But the day darkens, and reminds me that I have wandered long enough in these City closes. Farewell, old Inns! haunts of ancient peace, goodnight! You will, surely, not always remain as you have been in the past. For some of you, that all-invading iconoclast, the builder, will alter and destroy old landmarks; for others, but few springs, maybe, will return to awake and gladden you into green beauty of plane and elm. Yet, even then, the memories of past glories will haunt the sacred place, and fill it with "a diviner air"; even then, will surely never wholly be abolished or destroyed those traditions of former greatness that

"—like the actions of the just,
Smell sweet, and blossom in the dust."

CHAPTER VIII
THE EAST AND THE WEST

"Behold how far the East is from the West!"

"A forest of houses, between which ebbs and flows a stream of human faces, with all their varied passions—an awful rush of love, hunger, and hate—for such is London."—Heine.

"To Newton and to Newton's Dog Diamond," says Carlyle, "what a different pair of Universes; while the painting on the optical retina of both was, most likely, the same." "A distinct Universe," adds Thackeray in the same spirit, "walks about under your Hat, and under mine." This latter reflection occurs to me often as I walk about London, and note all its many "sorts and conditions" of men. There is here, especially, everything in the "point of view." From the West to the East is a wide difference; yet, between the two, how many minor differences?

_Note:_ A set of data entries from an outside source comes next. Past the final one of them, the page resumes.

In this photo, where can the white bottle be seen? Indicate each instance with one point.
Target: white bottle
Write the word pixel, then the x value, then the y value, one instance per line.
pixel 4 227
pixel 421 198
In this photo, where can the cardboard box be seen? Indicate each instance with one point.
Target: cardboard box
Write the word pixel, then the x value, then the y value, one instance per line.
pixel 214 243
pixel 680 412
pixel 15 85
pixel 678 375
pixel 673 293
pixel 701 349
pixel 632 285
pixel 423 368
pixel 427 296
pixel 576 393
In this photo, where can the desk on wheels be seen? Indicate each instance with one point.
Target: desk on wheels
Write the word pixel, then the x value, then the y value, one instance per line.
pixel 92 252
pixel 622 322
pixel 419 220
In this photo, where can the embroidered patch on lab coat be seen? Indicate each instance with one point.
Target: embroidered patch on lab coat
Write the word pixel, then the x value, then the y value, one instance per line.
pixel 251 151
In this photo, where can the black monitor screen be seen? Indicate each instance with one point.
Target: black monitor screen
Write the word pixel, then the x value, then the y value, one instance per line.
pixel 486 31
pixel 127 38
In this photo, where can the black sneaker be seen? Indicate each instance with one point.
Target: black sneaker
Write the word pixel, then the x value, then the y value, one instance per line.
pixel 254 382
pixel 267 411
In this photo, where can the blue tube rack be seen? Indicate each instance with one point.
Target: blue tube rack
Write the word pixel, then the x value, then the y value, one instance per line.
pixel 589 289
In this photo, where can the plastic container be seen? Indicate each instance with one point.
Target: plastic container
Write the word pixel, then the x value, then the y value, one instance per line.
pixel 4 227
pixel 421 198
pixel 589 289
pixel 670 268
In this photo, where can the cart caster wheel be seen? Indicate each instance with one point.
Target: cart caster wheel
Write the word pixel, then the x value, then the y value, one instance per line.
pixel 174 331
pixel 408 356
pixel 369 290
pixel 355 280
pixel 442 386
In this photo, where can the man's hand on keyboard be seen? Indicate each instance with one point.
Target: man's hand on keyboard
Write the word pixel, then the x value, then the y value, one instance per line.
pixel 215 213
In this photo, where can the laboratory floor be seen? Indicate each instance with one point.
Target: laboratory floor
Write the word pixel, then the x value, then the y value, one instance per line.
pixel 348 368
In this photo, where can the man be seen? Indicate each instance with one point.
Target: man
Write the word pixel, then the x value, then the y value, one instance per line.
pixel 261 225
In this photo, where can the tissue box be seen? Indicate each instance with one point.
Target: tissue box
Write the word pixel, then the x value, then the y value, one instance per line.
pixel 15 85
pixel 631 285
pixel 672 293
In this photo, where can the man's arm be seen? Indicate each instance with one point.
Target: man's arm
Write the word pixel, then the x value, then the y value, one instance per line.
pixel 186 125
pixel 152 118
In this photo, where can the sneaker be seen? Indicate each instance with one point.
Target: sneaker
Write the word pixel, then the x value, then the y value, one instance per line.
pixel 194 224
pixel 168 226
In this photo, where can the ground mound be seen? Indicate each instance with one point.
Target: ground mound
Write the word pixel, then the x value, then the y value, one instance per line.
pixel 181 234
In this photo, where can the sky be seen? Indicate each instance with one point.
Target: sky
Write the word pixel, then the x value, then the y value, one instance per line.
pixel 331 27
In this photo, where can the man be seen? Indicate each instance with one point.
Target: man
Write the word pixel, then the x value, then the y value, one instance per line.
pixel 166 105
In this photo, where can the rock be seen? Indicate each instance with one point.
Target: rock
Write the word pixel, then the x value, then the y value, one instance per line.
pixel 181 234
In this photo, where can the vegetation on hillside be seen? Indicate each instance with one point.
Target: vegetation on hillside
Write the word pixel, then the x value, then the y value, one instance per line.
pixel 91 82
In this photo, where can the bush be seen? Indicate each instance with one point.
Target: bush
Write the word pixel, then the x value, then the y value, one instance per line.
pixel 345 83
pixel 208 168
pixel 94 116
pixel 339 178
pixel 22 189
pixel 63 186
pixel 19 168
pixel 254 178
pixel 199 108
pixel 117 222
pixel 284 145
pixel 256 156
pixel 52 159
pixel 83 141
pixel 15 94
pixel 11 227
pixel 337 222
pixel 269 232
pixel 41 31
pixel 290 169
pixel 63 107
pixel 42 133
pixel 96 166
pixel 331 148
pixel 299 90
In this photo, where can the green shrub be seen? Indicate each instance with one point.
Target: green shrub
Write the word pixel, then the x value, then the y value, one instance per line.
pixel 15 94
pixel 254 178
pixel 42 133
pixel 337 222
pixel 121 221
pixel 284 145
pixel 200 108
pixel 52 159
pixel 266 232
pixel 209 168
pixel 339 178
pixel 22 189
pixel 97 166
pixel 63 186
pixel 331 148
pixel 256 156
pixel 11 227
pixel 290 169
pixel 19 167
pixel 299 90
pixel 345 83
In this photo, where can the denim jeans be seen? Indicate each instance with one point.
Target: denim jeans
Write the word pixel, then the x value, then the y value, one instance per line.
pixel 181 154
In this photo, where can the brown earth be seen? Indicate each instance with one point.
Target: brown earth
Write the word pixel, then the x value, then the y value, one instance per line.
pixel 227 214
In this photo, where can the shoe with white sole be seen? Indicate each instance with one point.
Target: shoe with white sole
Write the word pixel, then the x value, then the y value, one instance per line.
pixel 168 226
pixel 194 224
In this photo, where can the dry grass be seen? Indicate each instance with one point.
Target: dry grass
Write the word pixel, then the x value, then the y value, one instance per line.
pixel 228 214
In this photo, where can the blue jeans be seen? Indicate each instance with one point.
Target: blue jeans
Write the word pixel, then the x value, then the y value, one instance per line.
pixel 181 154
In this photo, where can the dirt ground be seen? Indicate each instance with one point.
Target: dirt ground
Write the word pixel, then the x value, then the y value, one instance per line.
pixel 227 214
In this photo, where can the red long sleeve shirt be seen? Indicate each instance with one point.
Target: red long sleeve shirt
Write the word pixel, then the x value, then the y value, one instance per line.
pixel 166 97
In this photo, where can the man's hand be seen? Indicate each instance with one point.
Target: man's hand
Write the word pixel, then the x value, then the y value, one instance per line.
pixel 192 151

London, indeed, is hardly like a single city; it is rather like many cities rolled into one. Here, more than anywhere else, you realize that "it takes all sorts to make a world"; for the inhabitants vary quite as widely as do those of foreign countries. It was Disraeli who said, with much cynical truth:

"The courts of two cities do not so differ from one another as the court and the city in their peculiar ways of life and conversation. In short, the inhabitants of St. James's, notwithstanding they live under the same laws, and speak the same language, are a distinct people from those of Cheapside."